Hayal Kırıklığı

200 41 12
                                    

Gün gelecek gitmek için neden aramayacaksın. Sadece suskunluğunu dillendireceksin. Durmadan tekerrür edeceksin yokluğunun kerametini. Onun olmadığı yaşamı ısrarla reddedeceksin. Unutmanın ödül olacağını düşünüp anılar içinde yıpratacaksın kendini. Kalbine tıkıştırdığın sahifelerle adım adım ilerleyeceksin sonsuzluğa. Gitmek gerek söz dinlemeden kestirmeden gitmek. Bir nefret ibaresi tadarak ilerlemek. Parça parça yakan düşüne çukurunda gözlerindeki damlaları umursamadan başını alıp gitmek gerek.

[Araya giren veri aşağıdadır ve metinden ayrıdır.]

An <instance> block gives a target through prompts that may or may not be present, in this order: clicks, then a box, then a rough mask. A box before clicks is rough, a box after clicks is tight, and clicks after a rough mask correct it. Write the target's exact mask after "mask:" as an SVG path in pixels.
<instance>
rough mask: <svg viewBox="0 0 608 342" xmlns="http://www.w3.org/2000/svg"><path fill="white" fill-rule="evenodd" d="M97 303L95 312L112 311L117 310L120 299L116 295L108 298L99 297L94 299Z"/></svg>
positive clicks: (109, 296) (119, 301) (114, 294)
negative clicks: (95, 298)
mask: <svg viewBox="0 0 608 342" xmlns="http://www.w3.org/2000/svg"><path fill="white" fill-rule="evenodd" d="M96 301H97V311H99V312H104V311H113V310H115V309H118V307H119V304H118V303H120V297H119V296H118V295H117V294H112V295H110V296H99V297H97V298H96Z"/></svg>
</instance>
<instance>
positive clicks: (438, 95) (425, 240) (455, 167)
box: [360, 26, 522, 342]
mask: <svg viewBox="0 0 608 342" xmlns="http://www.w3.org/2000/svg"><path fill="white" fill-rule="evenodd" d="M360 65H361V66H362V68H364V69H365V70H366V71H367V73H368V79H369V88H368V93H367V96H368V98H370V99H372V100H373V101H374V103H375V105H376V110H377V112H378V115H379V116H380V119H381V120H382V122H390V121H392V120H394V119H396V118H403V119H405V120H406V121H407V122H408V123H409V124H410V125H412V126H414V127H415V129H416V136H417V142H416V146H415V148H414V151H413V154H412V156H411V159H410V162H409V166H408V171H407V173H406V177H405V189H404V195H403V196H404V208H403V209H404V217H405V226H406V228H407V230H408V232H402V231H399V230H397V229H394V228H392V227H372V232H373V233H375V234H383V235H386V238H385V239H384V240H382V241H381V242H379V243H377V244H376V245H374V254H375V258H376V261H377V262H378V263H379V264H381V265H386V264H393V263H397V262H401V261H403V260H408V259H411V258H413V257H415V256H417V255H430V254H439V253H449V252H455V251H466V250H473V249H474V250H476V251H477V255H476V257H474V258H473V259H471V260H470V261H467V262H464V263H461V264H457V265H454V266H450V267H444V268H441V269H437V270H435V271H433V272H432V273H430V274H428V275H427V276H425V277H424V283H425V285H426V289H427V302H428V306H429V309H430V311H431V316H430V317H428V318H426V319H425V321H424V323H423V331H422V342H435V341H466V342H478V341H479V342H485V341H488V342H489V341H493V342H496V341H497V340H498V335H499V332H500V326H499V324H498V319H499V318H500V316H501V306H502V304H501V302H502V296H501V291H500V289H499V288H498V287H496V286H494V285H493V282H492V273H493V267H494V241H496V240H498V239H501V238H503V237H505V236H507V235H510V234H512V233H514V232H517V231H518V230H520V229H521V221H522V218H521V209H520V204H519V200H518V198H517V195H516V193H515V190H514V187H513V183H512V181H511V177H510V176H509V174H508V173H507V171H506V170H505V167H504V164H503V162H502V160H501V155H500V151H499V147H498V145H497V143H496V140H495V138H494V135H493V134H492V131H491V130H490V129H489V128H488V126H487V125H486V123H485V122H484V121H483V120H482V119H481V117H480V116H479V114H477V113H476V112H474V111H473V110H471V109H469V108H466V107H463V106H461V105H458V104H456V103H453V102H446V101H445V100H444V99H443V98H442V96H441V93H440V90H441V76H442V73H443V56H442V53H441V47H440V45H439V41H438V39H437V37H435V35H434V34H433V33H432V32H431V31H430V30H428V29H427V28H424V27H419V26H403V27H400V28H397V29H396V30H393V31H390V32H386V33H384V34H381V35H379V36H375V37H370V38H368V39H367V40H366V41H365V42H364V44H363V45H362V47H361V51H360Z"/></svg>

Sinan saçlarının kırıklarını taradı. Aşk öyle enteresan bir duygu karmaşasıdır ki kadın erkek ayrımı yapmaksızın canı yakar. Adildir aşk herkese eşit acılar dağıtır. Ve sadece kadınların saçlarının teline zarar vermezdi.
Sinan Ege'nin kıvırcık saçlarına, kahverengi gözlerine hafif bir bakış attıktan sonra elindeki bozuk parayı da hışımla denizin soğuk sularına fırlattı. Bu atış da küçük çaplı bir öfkenin patlama anları vardı. Dudaklarını konuşmak için araladı sonra vazgeçti konuşmamayı yeğledi. Ege bu durumun farkına varıp Sinan'ın kollarını çekiştirerek;

"Haydi gidelim."

Sinan yalnızca kafasını sallamakla yetinir. Birlikte gidecekleri yerin yolunu tutarlar.

***

Ve sıra geldi son şarkıya.

"Derya deniz misali yüreğimdeee. İsterim bir damlanın izi kalmasın. Gemiler batsa bile bize dokunmasın. Taşlar atılsa bile aşkın dalgalansın."

İlyas Yalçıntaş

Bu şarkı Çetin'in Simay'ın mavi gözlerine bakarak kaybolduğu gecenin son şarkısıydı. Simay'ın en sevdiği şarkıyı söylerken o da şarkıya eşlik etmeyi ihmal etmedi. Ortam bir anda coşku ile duygusal bir ambians yaşamaya başladı. Herkes dans etmek istediğini dile getirirken Çetin sahneden aşağıya indi. Orkestra şefine göz kırparak şarkıyı değiş repliği verdikten sonra Simay'a döndü.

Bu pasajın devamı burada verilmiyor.